If you var_dump($this->data) before and after assignReferences() in the constructor you will see that assigning those references causes the contents of $this->data to become references themselves.

This is an artifact of how references are internally implemented in PHP and there is nothing you can do about it directly. What you can do is convert them back to normal values first by losing all other references to them, after which cloning as above would work.

In code:

public function __construct()
{
$this->data = new stdClass;
$this->data->var1 = 'a';
$this->data->var2 = 'b';
$this->data->var3 = 'c';
$this->assignReferences();
}

public function makeClone()
{
unset($this->var1); // turns $this->data->var1 into non-reference
unset($this->var2); // turns $this->data->var2 into non-reference
unset($this->var3); // turns $this->data->var3 into non-reference

$clone = clone $this; // this code is the same
$clone->data = clone $clone->data; // as what would go into
$clone->assignReferences(); // __clone() normally

$this->assignReferences(); // undo the unset()s
return $clone;
}

private function assignReferences()
{
$this->var1 = &$this->data->var1;
$this->var2 = &$this->data->var2;
$this->var3 = &$this->data->var3;
}

This appears to work, but it's immediately not very satisfactory because you have to know that the way to clone this object is $obj->makeClone() instead of clone $obj -- the natural approach will fail.

However, there is also a more insidious bug here waiting to bite you: to un-reference the values inside $this->data you have to lose all references to them in the program. The code above does so for the references in $this->varN, but what about references other code might have created?

Compare this:

$original = new my_class;
$new = $original->makeClone();
$new->var3 = 'd';

echo $original->var3; // works, "c"

To this:

$original = new my_class;
$oops = &$original->var3; // did you think this might be a problem?
$new = $original->makeClone();
$new->var3 = 'd';

echo $original->var3; // doesn't work!

We are now back to square one. And worse, there is no way to prevent someone from doing this and messing up your program.

Kill the references with fire

There is a guaranteed way to make the references inside $this->data go away no matter what: serialization.

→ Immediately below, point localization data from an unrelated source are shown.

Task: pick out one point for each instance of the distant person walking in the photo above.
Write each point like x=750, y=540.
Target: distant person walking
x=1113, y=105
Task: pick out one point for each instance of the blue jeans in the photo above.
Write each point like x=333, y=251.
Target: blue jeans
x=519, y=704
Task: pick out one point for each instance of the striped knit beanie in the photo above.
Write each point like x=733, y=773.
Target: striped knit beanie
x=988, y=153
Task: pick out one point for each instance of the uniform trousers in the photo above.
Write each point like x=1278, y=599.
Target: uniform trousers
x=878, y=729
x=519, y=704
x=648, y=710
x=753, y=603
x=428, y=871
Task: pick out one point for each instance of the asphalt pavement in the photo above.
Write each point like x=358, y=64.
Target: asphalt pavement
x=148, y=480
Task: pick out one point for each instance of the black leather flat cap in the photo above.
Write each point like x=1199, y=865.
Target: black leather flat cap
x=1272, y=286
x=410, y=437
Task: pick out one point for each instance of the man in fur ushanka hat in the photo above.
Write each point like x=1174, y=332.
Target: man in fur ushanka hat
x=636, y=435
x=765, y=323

public function __construct()
{
$this->data = new stdClass;
$this->data->var1 = 'a';
$this->data->var2 = 'b';
$this->data->var3 = 'c';
$this->assignReferences();
}

public function __clone()
{
$this->data = unserialize(serialize($this->data)); // instead of clone
$this->assignReferences();
}

This works with the values in question, but it also has drawbacks:

  1. You cannot have any values (recursively) inside $this->data that are not serializable.
  2. It will indiscriminately kill all references inside $this->data -- even those you might want to preserve on purpose.
  3. It's less performant (a theoretical point, to be fair).

So what to do?

After the obligatory bashing of PHP, follow the classic doctor's advice: if it hurts when you do something, then don't do it.

In this case this means that you just can't expose the contents of $this->data through public properties (references) on the object. Instead of this use getter functions or possibly implement the magic __get.